Report from the SFDPH
SFDPH's Safe Device Committee: A participatory approach to
injury prevention
Rajiv Bhatia
The Centers for Disease Control and Prevention estimate that
384,000
percutaneous injuries occur among hospital employees annually.
These exposures
to blood or body fluids create significant risks for healthcare
workers
for contracting HIV, hepatitis B and hepatitis C. The San
Francisco Department
of Public Health (SFDPH) serves a population with a high
prevalence of
infection with HIV, HBV, and HC. In 2002, SFDPH employees
reported 92
exposures involving contact with blood through a puncture or a
cut. Several
health care workers at San Francisco General Hospital (SFGH) and
related
clinical sites have acquired human immunodeficiency virus (HIV)
as a result
of work-related exposures.
California law requires that health care institutions take
steps to prevent
occupational injuries to blood-borne pathogens. Recent revisions
to California
labor law require institutions to provide employees devices with
engineered
injury protection when available. Engineered protection refers
to devices
such as a syringe that is sheathed as the health care worker
withdraws
the needle. The U.S. General Accounting Office estimates that
69,000 needle
stick exposures could be prevented by the use of needles with
safety features.
Though our department began to use safety devices well in
advance of
regulatory requirements, the lack of device standards and
official guidance
for device selection and evaluation limited our confidence in
the safety
and efficacy of new devices. Another shortcoming of device
selection efforts
was the limited involvement in the device selection process of
frontline
health care workers. Frontline workers have firsthand
understanding of
how working conditions and work environments influence the risk
of injuries.
Specifically, they understand how factors such as clinical
procedures,
patient characteristics, medical equipment, and hospital design
influence
the choice of what device will work best for a particular
institution.
In 1999, catalyzed by the need for an effective process for
device selection
and by disagreement among staff and management on the best
approach, the
administration of SFDPH along with representatives from labor
agreed to
convene the Blood-Borne Pathogen Safety Device Committee (SDC).
The administration
invested in this joint labor-management committee the
responsibility of
monitoring injuries and their risk factors, selecting the best
available
technology for reducing injuries, and making recommendations to
ensure
adequate user training and safe work practices.
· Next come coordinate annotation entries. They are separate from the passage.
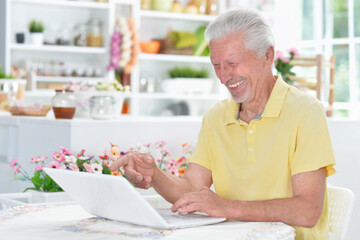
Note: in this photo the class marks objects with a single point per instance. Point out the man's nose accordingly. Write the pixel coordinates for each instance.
(224, 74)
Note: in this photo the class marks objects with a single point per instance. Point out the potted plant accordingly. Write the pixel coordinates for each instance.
(10, 90)
(36, 29)
(187, 80)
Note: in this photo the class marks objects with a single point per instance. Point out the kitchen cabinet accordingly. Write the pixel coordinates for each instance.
(88, 64)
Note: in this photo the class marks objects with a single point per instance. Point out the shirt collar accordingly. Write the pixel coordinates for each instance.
(273, 106)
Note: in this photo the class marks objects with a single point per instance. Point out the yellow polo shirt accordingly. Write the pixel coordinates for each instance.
(256, 161)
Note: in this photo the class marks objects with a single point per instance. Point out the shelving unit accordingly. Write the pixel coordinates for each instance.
(176, 16)
(59, 49)
(151, 24)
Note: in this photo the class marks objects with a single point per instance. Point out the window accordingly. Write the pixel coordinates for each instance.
(332, 27)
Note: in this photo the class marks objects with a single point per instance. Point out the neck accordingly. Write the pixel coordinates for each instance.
(256, 106)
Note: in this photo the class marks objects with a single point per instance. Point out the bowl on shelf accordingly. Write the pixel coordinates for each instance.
(187, 85)
(150, 46)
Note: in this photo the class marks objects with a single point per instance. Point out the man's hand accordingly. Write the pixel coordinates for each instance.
(203, 200)
(139, 168)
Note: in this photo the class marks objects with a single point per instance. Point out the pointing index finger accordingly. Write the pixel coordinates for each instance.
(119, 163)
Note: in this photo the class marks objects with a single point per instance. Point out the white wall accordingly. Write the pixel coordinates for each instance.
(2, 33)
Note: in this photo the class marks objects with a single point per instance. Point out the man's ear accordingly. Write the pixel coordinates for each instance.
(269, 56)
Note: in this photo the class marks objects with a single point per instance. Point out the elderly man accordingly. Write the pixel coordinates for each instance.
(267, 150)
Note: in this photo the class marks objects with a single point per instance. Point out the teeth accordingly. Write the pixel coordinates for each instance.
(236, 84)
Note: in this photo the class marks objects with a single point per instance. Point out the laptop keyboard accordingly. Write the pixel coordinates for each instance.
(180, 219)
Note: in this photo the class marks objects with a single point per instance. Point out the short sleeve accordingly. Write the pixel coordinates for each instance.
(201, 154)
(313, 144)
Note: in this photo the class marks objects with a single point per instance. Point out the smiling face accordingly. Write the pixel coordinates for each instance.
(239, 69)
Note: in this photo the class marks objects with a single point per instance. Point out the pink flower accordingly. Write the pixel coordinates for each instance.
(74, 167)
(14, 163)
(17, 170)
(54, 164)
(88, 167)
(181, 160)
(114, 153)
(294, 51)
(38, 159)
(171, 163)
(65, 151)
(165, 153)
(160, 144)
(39, 168)
(174, 171)
(81, 153)
(58, 156)
(279, 54)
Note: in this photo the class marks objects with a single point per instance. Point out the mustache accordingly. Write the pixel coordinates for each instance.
(233, 80)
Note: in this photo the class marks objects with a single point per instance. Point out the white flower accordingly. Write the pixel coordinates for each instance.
(84, 157)
(70, 159)
(97, 168)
With few precedents, committee members, representing equally
both labor
and management, had the task of developing a novel device
selection and
implementation process. Early in this endeavor, the committee
recognized
the need to balance device selection with attention to the work
environment
and to training needs, and the need for skills and
capacity-building among
its own members. The SDC identified five general areas of work
activities:
communication, risk assessment, work and clinical practices,
training,
and safety device selection and evaluation. The committees also
benefited
from the pioneering work on device evaluation developed by the
project
Training for the Development of Innovative Control Technologies
(TDICT).
The SDC has had a productive four years. It revised the
department's
injury surveillance instruments, promoted injury reporting and
tracked
injury data in order to identify practices and settings
responsible for
the greatest number of injuries. Committee members researched
best practices
in device selection and developed institution- and
device-specific evaluation
protocols. They evaluated new engineered devices including
needleless
IV tubing, safety syringes, scalpels, and devices for the
insertion of
IV catheters. The committee helped the department's management
coordinate
the purchasing and distribution of new devices and the training
needed
for changes in work practices. More recently, it has made
recommendations
for safety procedures for smallpox vaccination and created a
digital photo
library of safe devices.
Because we have only recently implemented many of the new
devices and
work practices, we do not yet have data on the impacts of this
process.
As the work continues, a high priority of the committee will be
closely
examining injury data to evaluate the successes and shortcomings
of its
efforts. Nevertheless, the committee is steadily approaching its
overall
aim to create a sustainable process to screen, pilot, select,
and monitor
emerging technologies for workplace blood-borne pathogen
exposure.
Critical to the success and sustainability of this committee
has been
paid time for committee member activities, a dedicated part-time
occupational
safety and health position for committee activity coordination,
and accountability
of administration to the committee's recommendations. From our
administration's
perspective, the devolution of decision making authority to the
SDC has
been a wise investment. According to Mary Magee, the first labor
co-chair
of the committee who is a staff nurse and member of SEIU Local
790, "the
joint labor- management development of the SDC has created both
mutual
trust and shared expertise. Frontline staff sees a willing
commitment
on the part of the administration to worker safety, and
administration
sees that frontline participation can improve decisions and
advance a
complex process of the changing unsafe work practices."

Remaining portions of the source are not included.